The edit is nothing new in music, long employed by producers to inject new sonic flavours into a well-known song. In recent years, collectives like Soulection and producers like Kaytranada have made it an art form. But for nearly a decade, grime’s vast musical tapestry has been reimagined by a host of beatmakers determined to test the capabilities of the genre. From the soulful to the hard-hitting, this growing subsection of the sound—known as mellow grime—incorporates everything from R&B to drill in its makeup, and has seemingly ramped up in the last couple of years, serving to give those old enough to remember grime’s classics another way of appreciating them, while introducing it to new ears. But all phases start somewhere.

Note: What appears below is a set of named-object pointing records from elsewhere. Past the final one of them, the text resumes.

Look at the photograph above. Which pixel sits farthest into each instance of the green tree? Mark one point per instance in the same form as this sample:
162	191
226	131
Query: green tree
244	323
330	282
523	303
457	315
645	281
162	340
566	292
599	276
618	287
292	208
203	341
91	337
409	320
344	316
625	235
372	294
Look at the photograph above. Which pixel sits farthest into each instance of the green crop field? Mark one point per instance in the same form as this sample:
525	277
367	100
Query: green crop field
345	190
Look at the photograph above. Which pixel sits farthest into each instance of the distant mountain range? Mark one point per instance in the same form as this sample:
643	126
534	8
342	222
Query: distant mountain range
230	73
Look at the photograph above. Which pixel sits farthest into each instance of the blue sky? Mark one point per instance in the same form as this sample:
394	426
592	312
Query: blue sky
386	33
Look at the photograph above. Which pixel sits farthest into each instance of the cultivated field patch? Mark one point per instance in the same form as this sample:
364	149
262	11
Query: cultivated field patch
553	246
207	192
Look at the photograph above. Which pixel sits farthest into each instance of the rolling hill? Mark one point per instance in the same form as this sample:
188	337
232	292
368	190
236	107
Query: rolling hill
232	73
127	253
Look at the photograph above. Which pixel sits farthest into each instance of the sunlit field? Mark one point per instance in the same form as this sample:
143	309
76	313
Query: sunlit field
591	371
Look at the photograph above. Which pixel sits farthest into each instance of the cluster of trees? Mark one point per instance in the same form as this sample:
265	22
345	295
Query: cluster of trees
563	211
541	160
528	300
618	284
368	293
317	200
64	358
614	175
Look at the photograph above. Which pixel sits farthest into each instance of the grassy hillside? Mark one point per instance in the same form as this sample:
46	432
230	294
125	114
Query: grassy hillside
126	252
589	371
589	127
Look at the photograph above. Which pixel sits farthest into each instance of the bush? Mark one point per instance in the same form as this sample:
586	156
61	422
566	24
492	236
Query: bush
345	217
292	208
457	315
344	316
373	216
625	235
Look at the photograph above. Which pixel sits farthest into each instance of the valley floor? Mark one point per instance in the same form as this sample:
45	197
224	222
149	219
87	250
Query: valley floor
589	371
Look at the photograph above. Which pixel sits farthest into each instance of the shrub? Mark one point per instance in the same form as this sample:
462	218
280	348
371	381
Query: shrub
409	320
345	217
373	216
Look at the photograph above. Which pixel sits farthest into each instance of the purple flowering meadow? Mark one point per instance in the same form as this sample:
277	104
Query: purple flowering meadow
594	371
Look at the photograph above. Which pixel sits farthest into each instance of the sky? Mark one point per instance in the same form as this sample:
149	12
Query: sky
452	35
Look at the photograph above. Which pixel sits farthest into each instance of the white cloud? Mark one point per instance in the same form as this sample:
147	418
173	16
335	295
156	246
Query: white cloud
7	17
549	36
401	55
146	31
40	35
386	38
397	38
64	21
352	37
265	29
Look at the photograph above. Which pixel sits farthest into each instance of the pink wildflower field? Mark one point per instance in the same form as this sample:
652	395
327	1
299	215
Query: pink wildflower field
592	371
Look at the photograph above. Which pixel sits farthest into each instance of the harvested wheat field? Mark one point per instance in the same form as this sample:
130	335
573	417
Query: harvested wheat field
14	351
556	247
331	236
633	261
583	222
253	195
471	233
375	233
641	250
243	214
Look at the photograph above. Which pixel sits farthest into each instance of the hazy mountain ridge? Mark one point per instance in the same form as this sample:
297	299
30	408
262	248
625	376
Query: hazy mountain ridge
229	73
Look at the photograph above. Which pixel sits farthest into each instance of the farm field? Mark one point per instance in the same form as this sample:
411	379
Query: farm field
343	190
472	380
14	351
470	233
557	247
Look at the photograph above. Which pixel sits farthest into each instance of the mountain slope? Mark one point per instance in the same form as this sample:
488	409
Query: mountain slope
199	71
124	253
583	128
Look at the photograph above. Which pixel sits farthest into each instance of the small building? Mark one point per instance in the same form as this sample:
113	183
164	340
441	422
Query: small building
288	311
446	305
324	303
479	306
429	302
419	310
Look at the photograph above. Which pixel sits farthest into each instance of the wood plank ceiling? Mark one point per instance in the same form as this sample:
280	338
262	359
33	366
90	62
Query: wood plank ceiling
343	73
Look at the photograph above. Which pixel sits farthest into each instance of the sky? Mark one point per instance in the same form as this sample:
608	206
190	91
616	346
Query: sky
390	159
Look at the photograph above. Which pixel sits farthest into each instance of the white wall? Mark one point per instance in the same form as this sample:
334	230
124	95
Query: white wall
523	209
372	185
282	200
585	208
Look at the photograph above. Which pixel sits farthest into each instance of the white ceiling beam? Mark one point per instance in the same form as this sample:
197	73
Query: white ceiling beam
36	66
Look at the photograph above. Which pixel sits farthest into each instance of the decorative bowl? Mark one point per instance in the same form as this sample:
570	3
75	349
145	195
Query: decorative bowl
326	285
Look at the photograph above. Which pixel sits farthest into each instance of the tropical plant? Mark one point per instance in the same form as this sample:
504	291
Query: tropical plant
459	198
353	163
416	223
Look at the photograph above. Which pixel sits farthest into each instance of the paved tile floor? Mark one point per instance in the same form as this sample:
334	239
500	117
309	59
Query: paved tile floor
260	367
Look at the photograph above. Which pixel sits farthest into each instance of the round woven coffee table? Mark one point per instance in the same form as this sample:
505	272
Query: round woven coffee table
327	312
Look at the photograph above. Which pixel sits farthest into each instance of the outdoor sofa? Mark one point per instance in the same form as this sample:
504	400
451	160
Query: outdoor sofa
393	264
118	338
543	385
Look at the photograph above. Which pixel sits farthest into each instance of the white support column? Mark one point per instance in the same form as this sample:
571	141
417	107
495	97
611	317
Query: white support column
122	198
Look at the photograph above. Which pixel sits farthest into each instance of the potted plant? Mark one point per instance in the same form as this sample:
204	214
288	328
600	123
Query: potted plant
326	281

All roads in this journey begin with KwolleM, the East London producer responsible for ushering in what is now mellow grime—a term coined by the man himself. Inspired by the likes of The Alchemist, Knxlewdge and Nujabes, he combined modern UK genres with smoother sounds to soften the palette and present an alternative to the crud. Debuting a rework of Skepta’s “Bad Boy” in 2015, KwolleM’s edit replaced the track’s original, electro-pop riddled exoskeleton with a warm, piano-led soundscape, made piercingly beautiful by a muffled blues vocal by American singer Dorothy Moore.

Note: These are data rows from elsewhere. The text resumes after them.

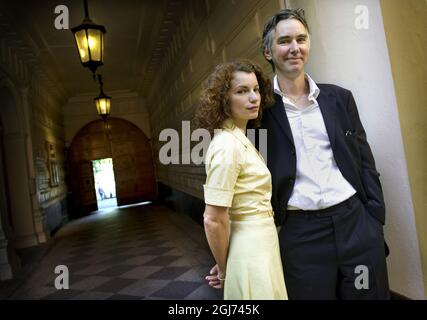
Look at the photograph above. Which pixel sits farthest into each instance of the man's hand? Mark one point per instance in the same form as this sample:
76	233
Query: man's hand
213	278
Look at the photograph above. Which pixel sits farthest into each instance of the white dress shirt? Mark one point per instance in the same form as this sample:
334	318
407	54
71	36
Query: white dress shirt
319	183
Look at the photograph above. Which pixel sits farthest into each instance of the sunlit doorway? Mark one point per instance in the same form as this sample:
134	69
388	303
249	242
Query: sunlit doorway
105	185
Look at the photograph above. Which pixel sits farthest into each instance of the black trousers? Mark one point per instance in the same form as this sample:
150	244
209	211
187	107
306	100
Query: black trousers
335	253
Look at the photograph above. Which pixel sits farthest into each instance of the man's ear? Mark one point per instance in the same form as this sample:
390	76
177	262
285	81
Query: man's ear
267	55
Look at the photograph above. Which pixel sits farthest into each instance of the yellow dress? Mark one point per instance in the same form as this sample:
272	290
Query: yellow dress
238	178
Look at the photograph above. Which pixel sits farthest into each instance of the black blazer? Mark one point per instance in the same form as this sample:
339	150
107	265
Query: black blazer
349	145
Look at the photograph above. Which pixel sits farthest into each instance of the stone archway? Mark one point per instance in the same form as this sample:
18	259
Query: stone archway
131	152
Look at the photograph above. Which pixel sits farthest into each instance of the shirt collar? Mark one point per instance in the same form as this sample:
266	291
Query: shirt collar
314	89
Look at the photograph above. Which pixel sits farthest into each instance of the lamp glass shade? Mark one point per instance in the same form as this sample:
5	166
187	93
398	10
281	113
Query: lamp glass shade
95	41
82	45
90	43
103	105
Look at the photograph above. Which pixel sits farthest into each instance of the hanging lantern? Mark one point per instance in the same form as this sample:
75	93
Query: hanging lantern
90	42
103	102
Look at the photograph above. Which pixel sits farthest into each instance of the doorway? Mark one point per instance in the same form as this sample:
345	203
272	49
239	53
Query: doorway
105	183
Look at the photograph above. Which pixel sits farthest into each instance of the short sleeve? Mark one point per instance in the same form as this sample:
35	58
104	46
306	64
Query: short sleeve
222	170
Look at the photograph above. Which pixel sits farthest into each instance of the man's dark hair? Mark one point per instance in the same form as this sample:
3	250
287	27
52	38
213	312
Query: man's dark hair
285	14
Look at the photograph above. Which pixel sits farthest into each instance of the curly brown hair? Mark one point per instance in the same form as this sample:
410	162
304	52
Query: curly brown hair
213	108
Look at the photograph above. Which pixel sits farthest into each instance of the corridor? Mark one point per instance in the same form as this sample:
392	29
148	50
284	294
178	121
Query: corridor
135	252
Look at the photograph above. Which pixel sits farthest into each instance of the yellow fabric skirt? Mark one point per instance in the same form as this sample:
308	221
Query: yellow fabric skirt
254	267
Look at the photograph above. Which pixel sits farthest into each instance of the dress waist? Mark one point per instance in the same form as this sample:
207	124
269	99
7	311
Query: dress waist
251	216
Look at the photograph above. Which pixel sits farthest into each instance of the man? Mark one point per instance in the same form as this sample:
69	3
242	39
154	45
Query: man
327	196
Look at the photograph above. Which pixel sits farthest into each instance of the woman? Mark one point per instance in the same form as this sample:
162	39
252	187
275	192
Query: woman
238	217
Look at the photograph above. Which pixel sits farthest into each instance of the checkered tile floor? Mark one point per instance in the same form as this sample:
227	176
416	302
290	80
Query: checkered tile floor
144	252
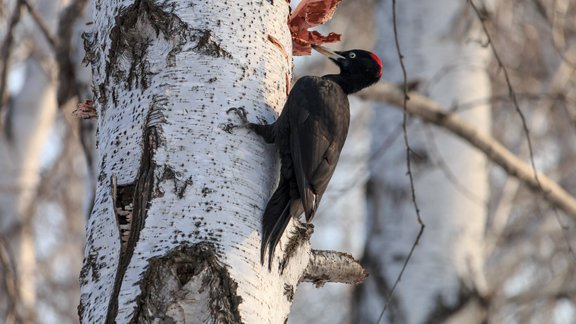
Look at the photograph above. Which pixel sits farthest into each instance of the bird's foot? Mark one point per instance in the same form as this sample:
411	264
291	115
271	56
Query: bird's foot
241	113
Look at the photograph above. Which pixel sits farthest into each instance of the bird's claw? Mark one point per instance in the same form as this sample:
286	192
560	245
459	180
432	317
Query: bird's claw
241	113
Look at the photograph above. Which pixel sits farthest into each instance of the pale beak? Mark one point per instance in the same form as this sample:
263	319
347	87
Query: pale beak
328	53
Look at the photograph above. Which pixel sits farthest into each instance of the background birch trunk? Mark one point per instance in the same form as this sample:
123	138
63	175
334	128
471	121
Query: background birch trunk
444	281
185	190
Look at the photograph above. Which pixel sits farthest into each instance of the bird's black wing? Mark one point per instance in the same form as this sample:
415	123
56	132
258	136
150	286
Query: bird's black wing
319	120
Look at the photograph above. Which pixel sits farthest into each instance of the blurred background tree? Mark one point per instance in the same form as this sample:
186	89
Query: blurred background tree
523	247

This reimagination, so soulful it wouldn’t stick out in Motown’s prime, opened the floodgates for just how grime MCs and lyrics could be interpreted and made fresh, speaking to the adaptiveness of the genre and the creativity of KwolleM himself. He would follow “Bad Boy” up with edits of Boy Better Know’s “Too Many Man”, Dizzee Rascal’s “Stand Up Tall”, AJ Tracey’s “Wifey Riddim”, flipping things again on his own project, 2020’s c2c, and again in 2023 with his Melo project, which saw him collabore with new-age MCs like SL, Novelist and Joe James.

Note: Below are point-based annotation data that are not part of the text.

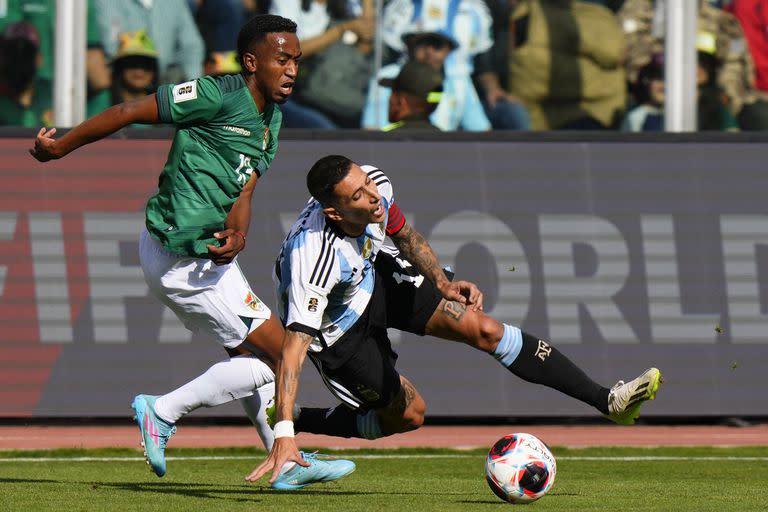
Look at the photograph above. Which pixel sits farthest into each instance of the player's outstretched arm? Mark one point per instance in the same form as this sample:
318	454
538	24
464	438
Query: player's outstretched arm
295	346
415	248
143	110
237	223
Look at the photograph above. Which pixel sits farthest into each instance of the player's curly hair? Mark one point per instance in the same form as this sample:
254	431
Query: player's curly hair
323	177
257	28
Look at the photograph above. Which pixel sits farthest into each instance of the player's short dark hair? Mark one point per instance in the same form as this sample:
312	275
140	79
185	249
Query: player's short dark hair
257	28
323	177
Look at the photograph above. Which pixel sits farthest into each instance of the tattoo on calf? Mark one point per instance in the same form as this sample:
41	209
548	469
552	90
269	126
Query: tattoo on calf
454	310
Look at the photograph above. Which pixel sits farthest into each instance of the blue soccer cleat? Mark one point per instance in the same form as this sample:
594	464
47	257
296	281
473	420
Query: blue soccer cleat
155	432
322	468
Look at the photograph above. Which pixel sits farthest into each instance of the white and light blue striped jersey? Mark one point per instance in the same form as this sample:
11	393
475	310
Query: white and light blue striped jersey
325	278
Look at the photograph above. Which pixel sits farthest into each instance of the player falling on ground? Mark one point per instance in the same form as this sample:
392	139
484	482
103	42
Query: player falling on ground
338	292
226	138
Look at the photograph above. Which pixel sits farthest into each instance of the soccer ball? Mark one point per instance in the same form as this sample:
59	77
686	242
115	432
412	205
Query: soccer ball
520	468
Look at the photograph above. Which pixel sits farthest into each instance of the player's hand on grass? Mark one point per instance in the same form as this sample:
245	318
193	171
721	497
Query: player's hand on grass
233	244
464	292
284	450
45	146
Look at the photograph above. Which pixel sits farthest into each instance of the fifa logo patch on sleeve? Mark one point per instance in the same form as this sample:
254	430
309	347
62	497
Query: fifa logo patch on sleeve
185	92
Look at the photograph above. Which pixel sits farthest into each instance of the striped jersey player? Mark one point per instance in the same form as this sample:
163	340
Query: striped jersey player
338	293
325	278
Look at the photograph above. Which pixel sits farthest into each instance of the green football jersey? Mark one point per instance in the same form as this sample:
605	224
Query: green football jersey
221	139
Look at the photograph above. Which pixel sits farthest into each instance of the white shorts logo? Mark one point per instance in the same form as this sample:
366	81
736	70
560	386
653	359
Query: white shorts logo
312	306
185	92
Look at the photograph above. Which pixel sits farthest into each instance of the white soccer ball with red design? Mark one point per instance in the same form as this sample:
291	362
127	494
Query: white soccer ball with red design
520	468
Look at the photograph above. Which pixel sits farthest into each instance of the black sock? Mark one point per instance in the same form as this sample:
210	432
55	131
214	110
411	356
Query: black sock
541	363
339	422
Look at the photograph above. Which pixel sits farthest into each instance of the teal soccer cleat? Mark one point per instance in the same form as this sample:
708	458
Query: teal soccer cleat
322	468
155	432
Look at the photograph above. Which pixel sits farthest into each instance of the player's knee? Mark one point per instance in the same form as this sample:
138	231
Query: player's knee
413	416
488	333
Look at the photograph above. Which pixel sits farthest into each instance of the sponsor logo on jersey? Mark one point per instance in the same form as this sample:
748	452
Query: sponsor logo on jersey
264	139
253	302
238	130
185	92
543	350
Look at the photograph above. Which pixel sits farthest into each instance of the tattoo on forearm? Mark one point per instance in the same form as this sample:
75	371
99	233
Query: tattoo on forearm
416	249
410	392
454	310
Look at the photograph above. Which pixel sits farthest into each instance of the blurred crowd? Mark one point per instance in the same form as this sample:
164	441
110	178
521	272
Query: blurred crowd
472	65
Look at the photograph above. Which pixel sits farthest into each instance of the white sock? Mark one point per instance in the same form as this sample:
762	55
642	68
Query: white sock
223	382
255	407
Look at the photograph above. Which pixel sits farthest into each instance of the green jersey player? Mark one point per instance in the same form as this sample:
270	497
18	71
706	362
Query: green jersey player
196	224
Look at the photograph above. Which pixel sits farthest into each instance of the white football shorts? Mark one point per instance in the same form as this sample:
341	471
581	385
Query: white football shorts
215	300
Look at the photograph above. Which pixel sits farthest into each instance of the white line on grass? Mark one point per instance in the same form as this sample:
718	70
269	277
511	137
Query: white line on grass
393	456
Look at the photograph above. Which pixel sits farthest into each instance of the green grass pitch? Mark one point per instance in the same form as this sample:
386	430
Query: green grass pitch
599	479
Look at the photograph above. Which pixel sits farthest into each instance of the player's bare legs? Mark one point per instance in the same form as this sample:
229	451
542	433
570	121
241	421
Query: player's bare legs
404	413
537	361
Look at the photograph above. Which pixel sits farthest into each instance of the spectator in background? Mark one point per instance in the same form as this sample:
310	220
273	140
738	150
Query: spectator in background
712	110
221	63
25	97
416	92
134	68
649	95
337	42
571	77
170	25
642	21
505	111
219	22
42	14
752	16
459	107
468	23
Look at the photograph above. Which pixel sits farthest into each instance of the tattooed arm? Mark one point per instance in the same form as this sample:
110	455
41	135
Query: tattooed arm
295	346
415	248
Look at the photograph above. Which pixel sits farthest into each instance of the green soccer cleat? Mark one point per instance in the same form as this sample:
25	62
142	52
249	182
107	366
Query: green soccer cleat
626	399
322	468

Though KwolleM is very much still a fixture, a wave of producers have followed in his footsteps, using their extensive knowledge of modern-day Black British music to flip grime on its head further, almost doing the work of historians. Take WIZE, who has been recreating classical moments since first releasing edits in 2020. One of which was replayed by this writer so much it went triple platinum in his yard: his effortless, drill-flavoured take on Wiley and Skepta’s infamous back and forth in The Movement Documentary. Several edits later, WIZE is one of the biggest names in the space.

One of the newer players in the field is Ryder, who released 48 Hours—a joint EP with Skepta on the latter’s Big Smoke Records last November. In it were a number of guitar-led, airy, brooding remixes of Skep’s “Bullet From A Gun”, “Konnichiwa” and “Text You Back”. Installing his own flavour into mellow grime, Ryder has the potential to hold a lane all on his own as the young prince of the sub-genre.

Meanwhile, oakland, who dropped the first two volumes of his refix series in 2023, keeps it super chill with his brand of mellow hype, reworking Meridian Crew’s legendary Practice Hours freestyle on “nike air dunks”, in addition to the Adenuga brothers’ bedroom freestyle from 2006’s Making Records DVD. Elsewhere, the likes of Wilfried, douvelle19, BexBlu, Dylzoo and 808Mystic are applying their own touches, contributing a rich collection of production for fans to feast on—moments by MCs such as Jaykae, Ghetts, Devlin, Scorcher, Ears and Newham Generals, among others, in a new dimension of musical bliss. The fact that many of them reuse freestyles from the DVDs, clashes and moments most of us remember is a masterstroke, taking us back to that time, the feelings of watching or listening for the first time. It instantly makes us wish we could get them back.

There’s an indescribable feeling connected to these refixes—closely linked to nostalgia—that invigorates the soul, an appreciation of what came before and how disparate sounds and influences could mesh so well together and conjure up tracks with tremendous replay value. These edits, by their very nature, are distinctively British in form and execution, taking the pure essence of MCing—especially in a genre as unique as grime—and presenting an update with mass appeal. And it does have mass appeal.

These beatmakers are earning hundreds of thousands of views and plays on streaming platforms and social media and, with critical plaudits coming out in droves for KwolleM’s aforementioned Melo project, there’s a desire for more mellow grime in the scene, especially at a time when fans are seeking something different from the status quo. These edits offer a serious alternative, futuristic while being guided by the past and it's impossible to predict where it goes next. But until we know, may the mellow wave continue.